The main production process for titanium metal is known as the Kroll Process. In this process, the main ore, known as rutile, is treated with chlorine gas to produce titanium tetrachloride. This is then purified and reduced to a metallic titanium sponge by reaction with magnesium or sodium. The titanium sponge then undergoes an alloying and melting process. The process is a costly one, since it involves labour-intensive procedures.
Professor Deliang Zhang’s research has enabled him to develop a method of producing high-quality titanium alloy powders suitable for processing into commercial products such as combustion engine components.
Producing titanium-based alloy powders
The process uses aluminium and titanium dioxide powders along with other materials and involves the combination of several physical and chemical procedures. This alternative method of producing titanium-based alloys is potentially a major breakthrough due primarily to its low cost. Titanox Development Ltd has been established to scale up and commercialise the process.
One application being investigated by Professor Zhang’s team involves plasma-coating steel dies (used in the aluminium fabrication industry) with Ti-Al alloy powders. Exposure over time to molten aluminium causes surface damage to the dies. By plasma-coating them with a Ti-Al based alloy, the life of the dies is extended, resulting in lower production costs.
Another focus has been on the production of combustion-engine components such as valve rockers. By using Ti-Al based alloys, the overall weight of the engine is reduced, the wear life of the component is extended and the power to weight ratio in engine performance improved.
In the production process step involving the strong heating of the TiO2/Al mixture, it is essential to keep oxygen out of the system. The presence of oxygen, even in small amounts, can result in a brittle end product. The strong heating is carried out in an oxygen-free inert argon gas atmosphere.

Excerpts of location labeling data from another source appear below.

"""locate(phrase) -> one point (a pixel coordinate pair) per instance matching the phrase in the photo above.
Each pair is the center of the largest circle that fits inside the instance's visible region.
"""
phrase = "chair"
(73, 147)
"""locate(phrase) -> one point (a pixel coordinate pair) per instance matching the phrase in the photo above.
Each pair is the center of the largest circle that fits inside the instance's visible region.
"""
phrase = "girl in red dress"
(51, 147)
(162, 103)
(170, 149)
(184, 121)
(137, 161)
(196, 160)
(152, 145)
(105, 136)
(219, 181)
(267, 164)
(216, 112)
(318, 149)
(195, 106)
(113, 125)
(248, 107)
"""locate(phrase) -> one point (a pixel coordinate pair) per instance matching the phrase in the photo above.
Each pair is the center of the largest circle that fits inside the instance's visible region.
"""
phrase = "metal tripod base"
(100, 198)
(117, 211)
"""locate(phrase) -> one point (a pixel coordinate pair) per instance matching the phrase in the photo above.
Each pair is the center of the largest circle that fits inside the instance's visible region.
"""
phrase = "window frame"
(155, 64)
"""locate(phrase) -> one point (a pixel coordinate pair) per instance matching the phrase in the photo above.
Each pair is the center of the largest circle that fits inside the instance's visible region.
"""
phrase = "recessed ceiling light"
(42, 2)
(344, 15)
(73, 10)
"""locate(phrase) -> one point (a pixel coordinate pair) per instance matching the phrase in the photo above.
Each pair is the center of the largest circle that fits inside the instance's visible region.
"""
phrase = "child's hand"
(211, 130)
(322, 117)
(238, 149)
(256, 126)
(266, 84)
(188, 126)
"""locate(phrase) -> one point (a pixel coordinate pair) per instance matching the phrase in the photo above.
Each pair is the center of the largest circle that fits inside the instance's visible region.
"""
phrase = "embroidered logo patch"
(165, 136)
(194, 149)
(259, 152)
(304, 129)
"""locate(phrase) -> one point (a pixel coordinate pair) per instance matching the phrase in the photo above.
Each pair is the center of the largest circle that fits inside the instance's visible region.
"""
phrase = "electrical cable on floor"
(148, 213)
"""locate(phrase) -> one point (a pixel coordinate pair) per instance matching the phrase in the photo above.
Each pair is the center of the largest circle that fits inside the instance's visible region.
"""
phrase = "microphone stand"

Another problem encountered is in producing components with no cavities remaining within the structure. The presence of cavities affects mechanical properties such as ductility. Powder forging techniques are being developed to ensure that the final product has maximum density with no cavities present.
Nature of science
Scientists often work collaboratively across a wide range of disciplines. The materials engineering field requires the input of knowledge from specialist disciplines such as chemistry, physics, mathematics, mechanical engineering and technical support.